Written
For
The
Australian
-
Trust
babies
show
awful
truth
of
easy
money

Would you swap your career for a lifetime of family trust distributions? Before you say yes, listen to Nigella Lawson, whose father Nigel was a Thatcher-era chancellor. Her verdict on inherited money: “It ruins people not having to earn money.”

I see this play out every week. Family trusts set up in the 70s and 80s by well-meaning parents – hard-working professionals from Toorak, Killara or Peppermint Grove – have created a generation of 30 and 40-somethings living semi-cushioned lives, drifting through their days with no fire in the belly. And here's the kicker: most of these families weren't mega-wealthy. They were upper-middle class parents who bought some property, accumulated a bit, and used a trust structure that, in hindsight, was deployed poorly.

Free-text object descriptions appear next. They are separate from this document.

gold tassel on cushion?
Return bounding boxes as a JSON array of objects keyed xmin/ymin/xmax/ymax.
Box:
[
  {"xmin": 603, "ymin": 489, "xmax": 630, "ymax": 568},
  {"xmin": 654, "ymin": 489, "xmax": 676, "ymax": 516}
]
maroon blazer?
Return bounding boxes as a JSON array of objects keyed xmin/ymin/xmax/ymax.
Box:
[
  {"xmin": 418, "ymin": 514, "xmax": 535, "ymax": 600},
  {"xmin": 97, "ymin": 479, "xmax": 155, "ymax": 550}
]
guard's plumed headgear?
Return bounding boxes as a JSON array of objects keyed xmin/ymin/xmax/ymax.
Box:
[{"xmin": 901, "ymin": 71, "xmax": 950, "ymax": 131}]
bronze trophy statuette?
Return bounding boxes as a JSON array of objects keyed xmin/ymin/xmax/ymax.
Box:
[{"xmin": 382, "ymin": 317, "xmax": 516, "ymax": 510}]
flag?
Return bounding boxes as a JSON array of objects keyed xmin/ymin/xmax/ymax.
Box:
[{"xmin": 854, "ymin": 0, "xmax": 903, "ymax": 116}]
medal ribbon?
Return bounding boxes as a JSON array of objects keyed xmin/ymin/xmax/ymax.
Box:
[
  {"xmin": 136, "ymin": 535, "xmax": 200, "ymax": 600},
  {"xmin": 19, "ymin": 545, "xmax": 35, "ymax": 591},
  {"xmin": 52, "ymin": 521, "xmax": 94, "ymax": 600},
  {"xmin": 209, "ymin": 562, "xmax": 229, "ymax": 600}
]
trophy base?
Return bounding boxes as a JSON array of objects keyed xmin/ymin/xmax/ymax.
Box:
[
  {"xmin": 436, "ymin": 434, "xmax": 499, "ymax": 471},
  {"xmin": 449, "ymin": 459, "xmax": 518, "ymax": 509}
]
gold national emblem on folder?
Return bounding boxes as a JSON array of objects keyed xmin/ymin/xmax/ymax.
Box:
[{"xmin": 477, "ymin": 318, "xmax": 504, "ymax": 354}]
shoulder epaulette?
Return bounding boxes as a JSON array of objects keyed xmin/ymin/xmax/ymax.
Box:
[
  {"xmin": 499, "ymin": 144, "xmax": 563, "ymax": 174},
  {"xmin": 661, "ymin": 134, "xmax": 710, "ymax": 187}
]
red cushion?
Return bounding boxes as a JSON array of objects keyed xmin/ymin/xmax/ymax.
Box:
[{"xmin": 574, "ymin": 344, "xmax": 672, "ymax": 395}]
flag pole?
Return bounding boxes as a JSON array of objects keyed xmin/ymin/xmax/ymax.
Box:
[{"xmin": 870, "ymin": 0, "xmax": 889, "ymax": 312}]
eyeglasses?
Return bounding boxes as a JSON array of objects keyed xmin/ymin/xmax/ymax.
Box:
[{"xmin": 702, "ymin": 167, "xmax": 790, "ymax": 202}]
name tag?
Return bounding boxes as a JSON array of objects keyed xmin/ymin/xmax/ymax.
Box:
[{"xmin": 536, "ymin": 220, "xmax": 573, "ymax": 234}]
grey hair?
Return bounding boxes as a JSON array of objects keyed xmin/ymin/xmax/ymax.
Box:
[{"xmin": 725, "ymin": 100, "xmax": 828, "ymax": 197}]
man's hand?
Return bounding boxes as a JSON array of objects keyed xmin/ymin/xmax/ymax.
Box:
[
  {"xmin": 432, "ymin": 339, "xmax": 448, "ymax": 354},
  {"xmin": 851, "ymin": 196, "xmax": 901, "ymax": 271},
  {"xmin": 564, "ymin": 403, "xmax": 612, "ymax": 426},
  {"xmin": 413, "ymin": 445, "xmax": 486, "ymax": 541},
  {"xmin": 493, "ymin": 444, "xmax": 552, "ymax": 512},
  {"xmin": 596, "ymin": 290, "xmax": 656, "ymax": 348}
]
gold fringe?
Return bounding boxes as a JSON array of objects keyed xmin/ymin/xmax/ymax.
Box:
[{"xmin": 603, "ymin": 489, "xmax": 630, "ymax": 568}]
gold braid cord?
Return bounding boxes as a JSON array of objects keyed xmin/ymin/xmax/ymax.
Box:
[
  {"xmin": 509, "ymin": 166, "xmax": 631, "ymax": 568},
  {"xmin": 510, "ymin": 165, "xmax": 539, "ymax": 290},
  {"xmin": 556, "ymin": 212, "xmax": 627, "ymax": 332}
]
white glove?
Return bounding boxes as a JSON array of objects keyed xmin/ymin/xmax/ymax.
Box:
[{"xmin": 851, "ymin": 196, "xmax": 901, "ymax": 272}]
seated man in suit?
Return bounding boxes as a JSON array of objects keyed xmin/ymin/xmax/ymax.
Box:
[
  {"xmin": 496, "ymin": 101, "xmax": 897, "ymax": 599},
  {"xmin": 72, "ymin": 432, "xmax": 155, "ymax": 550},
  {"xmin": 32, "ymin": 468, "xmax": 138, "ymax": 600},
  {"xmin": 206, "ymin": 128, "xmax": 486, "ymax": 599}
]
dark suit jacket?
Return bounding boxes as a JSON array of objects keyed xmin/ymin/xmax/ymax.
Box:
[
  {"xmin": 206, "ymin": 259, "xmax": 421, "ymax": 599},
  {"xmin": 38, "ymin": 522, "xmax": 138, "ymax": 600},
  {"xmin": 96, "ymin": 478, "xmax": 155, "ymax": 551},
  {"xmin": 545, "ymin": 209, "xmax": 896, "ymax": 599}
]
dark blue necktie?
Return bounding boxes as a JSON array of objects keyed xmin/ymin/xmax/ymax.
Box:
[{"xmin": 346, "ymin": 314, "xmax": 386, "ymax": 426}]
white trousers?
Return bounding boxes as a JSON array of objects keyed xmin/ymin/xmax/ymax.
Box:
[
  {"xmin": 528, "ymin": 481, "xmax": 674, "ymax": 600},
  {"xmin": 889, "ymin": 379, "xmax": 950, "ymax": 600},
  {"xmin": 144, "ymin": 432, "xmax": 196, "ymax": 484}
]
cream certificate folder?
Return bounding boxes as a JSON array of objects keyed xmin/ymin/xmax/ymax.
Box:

Warren Buffett nailed it: leave your kids enough to do anything, but not enough to do nothing. Bill Gates gets it too – he's reportedly leaving each child around $US10 million out of a $US76 billion fortune.

So how do you avoid raising trust fund zombies? A few strategies I recommend:

- Ringfence what the money can be used for – school fees, a home deposit, business start-up capital – rather than open-ended cash.
- Appoint a professional trustee instead of handing the reins to your kids the moment you die.
- Stagger distributions across ages 20, 25 and 30, or delay control until 40.
- Link releases to results – finishing a degree, hitting career milestones, charity work.
- Invest the trust in an operating business that can't easily be liquidated, so the next generation actually has to show up.
- Provide life coaches and financial mentors alongside the money.

Money loses its magic quickly. You can only drive one car, live in one house, eat one meal at a time. The real question every parent with a trust needs to ask is whether they're building a dynasty or manufacturing a lifetime of problems for their kids.